奥歯に物が挟まったような言い方自体珍しい。大事なことかもしれない。傾聴したいのは山々だったが、早く戦いたくて俺の体の血がたぎる。
「悪い。話は後で。とりあえず行ってくる」
俺は我慢できずに外への扉へ急いだ。後で聞いても差し支えないと思ったのだ。
扉を開けるとすぐに異世界だ。日が高く昇り、背中に汗をかく。なかなか悪くない解放感だ。
「待ちくたびれたぞ」
椿死十朗が、素振りをしながら俺を待ちかまえていた。
「あんたの対策を考えてたのさ」
「ほう、それが我が”金無双”への対策か」
死十朗は背筋を伸ばしたまま素振りを繰り返している。あれが刀でなくてよかった。じゃなかったら今頃体が縦にまっぷたつだろう。
「こっちの都合ばっかで悪いけど、もう一回お願いできるか」
「是非もなし。何度でも、打ち砕いてやるさ」
死十朗の持つ棒は長さ一メートルにも満たない。威力自体は大したことはない。今度は止める。

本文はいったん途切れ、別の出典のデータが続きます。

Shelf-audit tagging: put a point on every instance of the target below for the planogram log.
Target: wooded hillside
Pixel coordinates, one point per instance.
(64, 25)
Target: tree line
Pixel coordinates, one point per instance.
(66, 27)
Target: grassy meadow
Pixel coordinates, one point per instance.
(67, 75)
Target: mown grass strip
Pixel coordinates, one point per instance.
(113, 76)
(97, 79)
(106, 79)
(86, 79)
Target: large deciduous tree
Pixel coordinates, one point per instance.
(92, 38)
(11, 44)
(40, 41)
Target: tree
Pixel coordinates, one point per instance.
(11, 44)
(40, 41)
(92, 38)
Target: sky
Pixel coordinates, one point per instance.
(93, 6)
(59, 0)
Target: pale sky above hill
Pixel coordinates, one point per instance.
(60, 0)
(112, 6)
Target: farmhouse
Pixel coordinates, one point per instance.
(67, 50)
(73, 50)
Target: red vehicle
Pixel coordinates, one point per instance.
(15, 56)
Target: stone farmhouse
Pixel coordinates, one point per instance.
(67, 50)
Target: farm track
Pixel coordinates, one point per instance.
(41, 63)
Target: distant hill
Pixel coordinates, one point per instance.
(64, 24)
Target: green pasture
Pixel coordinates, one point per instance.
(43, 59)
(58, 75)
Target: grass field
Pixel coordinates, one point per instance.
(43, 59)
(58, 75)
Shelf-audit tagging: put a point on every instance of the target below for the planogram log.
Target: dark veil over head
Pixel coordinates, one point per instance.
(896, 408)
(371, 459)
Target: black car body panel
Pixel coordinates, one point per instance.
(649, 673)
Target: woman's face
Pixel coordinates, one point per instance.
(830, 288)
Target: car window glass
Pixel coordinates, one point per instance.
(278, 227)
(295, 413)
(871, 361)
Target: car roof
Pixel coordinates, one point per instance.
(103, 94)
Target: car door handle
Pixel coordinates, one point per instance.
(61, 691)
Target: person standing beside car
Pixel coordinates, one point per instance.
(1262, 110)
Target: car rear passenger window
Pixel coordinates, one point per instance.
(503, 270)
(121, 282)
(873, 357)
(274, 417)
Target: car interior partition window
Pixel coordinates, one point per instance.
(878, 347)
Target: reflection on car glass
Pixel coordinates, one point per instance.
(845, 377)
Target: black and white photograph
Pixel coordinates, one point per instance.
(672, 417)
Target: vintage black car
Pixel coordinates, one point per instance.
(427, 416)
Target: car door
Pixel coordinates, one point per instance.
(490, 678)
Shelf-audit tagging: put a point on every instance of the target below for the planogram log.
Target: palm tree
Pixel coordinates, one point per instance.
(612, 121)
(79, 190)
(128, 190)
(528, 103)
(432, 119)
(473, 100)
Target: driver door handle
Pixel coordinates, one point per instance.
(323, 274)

死十朗がじりじり間合いを詰めてくる。俺は後退せずに迎え撃つ。
鋭くうねるような突きが、俺の左胸に迫る。見える。払っても追撃されるだけだ。わき腹で棒を挟んで動きを封じた。その後右手で掴んで終わりになるはずだった。
俺は勝利を確信した。しかし、死十朗は涼しい顔で動じなかった。
「どうした? 何もしないのか。では次行くぞ」
流れるように左手を後ろに引き、前に突き出す。まるで弓を引くような美しい所作に目を奪われる。